The final twenty minutes track Stuart’s work over three years on Nuremberg: Its Lesson for Today, the official American documentary of the tribunal. Stuart’s film went through eleven rewrites amid disagreements between American and British officials as to the purpose of the documentary: denazification in Germany, or a document for posterity. In the meantime, the Roman Karmen-directed Soviet documentary, The Nuremberg Trials, was released in 1947 with a premiere in Times Square. (Klotz makes sure to show the cheeky “Reds Beat Yanks” headline on the front page of Variety following the release.) Ultimately, Filmmakers notes that Nuremberg: Its Lesson for Today would never be seen by postwar American audiences.
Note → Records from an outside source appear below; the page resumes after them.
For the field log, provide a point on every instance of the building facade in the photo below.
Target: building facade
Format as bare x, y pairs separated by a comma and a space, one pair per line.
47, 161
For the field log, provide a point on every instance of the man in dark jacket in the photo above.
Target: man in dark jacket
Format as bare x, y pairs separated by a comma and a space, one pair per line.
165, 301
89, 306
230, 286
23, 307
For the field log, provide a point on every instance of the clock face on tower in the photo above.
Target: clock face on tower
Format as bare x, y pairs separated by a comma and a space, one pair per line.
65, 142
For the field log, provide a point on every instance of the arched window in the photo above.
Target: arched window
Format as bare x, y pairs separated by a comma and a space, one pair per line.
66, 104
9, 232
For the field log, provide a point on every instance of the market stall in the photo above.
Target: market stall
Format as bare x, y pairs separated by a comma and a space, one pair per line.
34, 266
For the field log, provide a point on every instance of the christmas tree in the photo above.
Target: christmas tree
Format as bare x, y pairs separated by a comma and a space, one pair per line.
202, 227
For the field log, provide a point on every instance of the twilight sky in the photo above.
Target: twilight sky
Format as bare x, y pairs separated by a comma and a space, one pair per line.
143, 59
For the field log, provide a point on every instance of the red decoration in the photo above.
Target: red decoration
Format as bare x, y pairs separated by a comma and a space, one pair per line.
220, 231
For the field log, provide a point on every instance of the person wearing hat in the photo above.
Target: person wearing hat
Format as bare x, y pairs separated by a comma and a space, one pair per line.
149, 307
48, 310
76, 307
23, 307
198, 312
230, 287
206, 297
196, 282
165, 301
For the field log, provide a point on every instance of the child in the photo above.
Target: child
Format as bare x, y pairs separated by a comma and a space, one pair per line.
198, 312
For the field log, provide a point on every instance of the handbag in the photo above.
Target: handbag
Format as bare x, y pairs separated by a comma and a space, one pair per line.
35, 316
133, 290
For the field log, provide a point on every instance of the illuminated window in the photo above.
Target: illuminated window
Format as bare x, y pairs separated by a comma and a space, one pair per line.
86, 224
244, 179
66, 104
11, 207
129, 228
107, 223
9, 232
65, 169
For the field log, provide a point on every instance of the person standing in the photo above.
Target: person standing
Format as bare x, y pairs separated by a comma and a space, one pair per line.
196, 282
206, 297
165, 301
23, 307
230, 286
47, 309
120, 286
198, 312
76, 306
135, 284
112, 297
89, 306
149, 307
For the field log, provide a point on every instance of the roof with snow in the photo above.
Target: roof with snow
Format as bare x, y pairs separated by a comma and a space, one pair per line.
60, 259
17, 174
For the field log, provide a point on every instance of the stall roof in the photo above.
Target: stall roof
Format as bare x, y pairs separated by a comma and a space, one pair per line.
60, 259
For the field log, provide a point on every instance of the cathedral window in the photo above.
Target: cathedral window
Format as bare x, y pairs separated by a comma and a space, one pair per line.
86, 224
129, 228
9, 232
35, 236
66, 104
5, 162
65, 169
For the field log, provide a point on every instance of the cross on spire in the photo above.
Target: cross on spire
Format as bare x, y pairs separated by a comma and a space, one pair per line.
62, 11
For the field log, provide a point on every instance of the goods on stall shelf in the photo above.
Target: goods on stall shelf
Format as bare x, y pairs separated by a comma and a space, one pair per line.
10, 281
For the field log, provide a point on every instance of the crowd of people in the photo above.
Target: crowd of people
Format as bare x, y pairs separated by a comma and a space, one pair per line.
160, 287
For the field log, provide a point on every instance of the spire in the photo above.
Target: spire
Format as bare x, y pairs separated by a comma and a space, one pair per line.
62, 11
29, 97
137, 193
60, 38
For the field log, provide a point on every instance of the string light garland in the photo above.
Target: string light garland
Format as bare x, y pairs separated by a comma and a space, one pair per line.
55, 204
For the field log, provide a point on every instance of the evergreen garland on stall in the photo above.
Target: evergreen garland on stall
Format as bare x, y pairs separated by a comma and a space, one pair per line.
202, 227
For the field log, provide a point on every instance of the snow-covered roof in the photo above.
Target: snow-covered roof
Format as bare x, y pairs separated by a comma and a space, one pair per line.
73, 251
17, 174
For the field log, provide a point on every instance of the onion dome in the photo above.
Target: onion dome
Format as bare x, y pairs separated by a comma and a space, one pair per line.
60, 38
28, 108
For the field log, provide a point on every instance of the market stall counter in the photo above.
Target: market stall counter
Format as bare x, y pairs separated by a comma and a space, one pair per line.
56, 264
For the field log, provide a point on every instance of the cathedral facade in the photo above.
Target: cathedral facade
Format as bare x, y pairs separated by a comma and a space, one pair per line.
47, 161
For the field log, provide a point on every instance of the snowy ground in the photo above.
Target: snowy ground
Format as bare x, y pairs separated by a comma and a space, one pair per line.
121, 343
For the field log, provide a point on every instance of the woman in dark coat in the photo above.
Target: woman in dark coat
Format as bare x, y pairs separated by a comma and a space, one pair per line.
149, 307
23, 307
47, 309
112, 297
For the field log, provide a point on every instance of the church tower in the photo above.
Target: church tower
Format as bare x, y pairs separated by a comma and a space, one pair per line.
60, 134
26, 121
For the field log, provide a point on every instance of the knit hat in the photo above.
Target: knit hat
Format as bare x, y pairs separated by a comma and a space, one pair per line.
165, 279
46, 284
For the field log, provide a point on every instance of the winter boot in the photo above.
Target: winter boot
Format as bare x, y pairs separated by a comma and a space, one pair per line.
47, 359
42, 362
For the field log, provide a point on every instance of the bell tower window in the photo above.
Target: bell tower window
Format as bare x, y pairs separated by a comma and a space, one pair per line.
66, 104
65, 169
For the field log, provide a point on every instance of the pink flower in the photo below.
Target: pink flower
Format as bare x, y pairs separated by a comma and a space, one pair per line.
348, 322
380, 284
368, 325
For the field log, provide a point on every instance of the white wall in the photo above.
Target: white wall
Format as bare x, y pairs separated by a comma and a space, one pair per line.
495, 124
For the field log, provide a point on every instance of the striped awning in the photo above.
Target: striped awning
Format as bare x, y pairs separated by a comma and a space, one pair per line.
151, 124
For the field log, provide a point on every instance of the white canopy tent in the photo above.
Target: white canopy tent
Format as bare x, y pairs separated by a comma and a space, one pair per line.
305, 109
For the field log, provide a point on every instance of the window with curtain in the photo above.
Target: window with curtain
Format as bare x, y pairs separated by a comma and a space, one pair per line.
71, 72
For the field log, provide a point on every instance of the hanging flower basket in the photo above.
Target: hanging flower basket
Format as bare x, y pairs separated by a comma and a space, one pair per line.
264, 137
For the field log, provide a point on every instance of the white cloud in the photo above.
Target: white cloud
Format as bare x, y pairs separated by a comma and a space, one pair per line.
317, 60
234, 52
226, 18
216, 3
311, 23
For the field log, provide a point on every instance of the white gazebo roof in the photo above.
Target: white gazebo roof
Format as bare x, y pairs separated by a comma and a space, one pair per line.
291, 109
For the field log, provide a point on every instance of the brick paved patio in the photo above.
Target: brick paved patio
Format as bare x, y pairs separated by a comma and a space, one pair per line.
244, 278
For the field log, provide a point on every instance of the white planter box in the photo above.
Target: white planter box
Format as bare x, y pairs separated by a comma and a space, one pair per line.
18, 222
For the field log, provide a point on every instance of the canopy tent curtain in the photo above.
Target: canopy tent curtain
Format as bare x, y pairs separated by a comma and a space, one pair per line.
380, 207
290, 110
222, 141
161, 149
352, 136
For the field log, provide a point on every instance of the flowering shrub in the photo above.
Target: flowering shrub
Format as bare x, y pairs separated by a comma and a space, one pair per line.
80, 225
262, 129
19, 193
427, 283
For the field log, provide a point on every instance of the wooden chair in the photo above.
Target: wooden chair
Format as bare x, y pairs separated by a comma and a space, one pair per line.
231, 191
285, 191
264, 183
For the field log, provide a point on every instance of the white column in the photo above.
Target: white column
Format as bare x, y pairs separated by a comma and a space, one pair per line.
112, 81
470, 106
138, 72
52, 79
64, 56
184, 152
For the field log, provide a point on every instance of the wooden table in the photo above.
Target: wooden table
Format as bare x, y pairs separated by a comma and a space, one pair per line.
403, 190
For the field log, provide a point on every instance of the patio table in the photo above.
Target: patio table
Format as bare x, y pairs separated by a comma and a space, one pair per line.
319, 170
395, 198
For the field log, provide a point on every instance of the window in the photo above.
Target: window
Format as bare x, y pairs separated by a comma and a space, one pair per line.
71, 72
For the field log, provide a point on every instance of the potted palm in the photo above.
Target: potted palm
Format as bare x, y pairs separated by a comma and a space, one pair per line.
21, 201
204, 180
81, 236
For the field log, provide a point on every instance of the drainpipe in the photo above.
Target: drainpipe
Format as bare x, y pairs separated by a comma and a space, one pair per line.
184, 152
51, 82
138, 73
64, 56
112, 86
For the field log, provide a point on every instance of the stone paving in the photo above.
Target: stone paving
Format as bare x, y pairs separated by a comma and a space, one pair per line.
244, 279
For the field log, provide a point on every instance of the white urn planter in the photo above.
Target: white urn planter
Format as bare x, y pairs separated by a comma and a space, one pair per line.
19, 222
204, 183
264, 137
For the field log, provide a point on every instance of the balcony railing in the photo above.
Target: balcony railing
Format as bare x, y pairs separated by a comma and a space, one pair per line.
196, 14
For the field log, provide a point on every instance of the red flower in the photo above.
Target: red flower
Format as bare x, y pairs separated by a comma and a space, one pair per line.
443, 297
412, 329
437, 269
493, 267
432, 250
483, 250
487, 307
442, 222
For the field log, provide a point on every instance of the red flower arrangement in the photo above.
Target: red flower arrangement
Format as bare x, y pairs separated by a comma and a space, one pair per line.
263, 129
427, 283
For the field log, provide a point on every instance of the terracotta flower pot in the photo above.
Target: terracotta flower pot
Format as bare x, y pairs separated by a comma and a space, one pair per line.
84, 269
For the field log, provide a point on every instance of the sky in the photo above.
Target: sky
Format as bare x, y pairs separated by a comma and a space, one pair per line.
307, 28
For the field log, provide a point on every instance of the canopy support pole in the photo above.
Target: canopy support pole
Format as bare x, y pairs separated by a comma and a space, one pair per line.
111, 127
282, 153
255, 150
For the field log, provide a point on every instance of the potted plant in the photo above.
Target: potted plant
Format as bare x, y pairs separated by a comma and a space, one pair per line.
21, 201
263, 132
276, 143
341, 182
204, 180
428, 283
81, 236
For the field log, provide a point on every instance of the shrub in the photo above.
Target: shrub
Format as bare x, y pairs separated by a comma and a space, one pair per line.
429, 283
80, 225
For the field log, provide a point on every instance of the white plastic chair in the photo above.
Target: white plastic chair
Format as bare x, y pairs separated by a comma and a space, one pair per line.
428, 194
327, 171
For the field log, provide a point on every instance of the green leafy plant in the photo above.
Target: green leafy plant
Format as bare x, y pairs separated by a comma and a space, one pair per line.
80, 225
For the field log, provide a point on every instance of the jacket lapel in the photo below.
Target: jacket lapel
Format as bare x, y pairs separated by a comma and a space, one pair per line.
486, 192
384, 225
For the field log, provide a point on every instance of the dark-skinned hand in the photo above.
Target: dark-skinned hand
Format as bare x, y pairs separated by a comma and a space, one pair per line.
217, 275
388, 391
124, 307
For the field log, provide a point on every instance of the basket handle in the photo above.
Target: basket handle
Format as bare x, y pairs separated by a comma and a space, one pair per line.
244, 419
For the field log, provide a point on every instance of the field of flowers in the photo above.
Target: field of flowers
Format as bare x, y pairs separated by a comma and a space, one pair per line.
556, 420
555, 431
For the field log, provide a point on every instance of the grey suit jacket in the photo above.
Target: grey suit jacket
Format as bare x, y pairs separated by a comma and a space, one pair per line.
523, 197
While it would screen in Stuttgart for German viewers, the US release was canceled amid the Berlin Airlift and the early days of the Cold War. Suddenly, a film depicting the Germans as enemies and the Soviets as allies conflicted with the new narrative. 

Filmmakers for the Prosecution starts off as didactic and in general feels like a feature that could air on PBS or on the History Channel in the days before their turn to Ancient Aliens, albeit with a bit more tension and a welcome personal touch. And, to me, that’s okay. The Nuremberg trials and Nuremberg: Its Lesson for Today, were both designed to make sure that the world didn’t forget the atrocities committed. They were meant to shed light on, in the words of Jackson’s opening statement at trial (quoted in the film), the “sinister influences that will lurk in the world long after their bodies have returned to dust . . . living symbols of racial hatreds, of terrorism and violence, and of the arrogance and cruelty of power.” That mission is still critical in an era of increased anti-Semitism, platforming of Holocaust denial (even in the face of visual proof of the Third Reich’s crimes), and crimes against humanity committed by regimes both friend and foe to the US today. And that mission is clear in Filmmakers, which I hope is shown far and wide to students and to the public so that the “sinister influences” never return to power.

Following a premiere at the New York Jewish Film Festival, Filmmakers for the Prosecution begins its run at the Firehouse, DCTV’s Cinema for Documentary Film in lower Manhattan on January 27, International Holocaust Remembrance Day. Some screenings are planned as double-features with Nuremberg: Its Lesson For Today through February 2, before expanding to cities across the US. For more on the Nuremberg Trials, I recommend the resources developed by the Courtroom 600 project.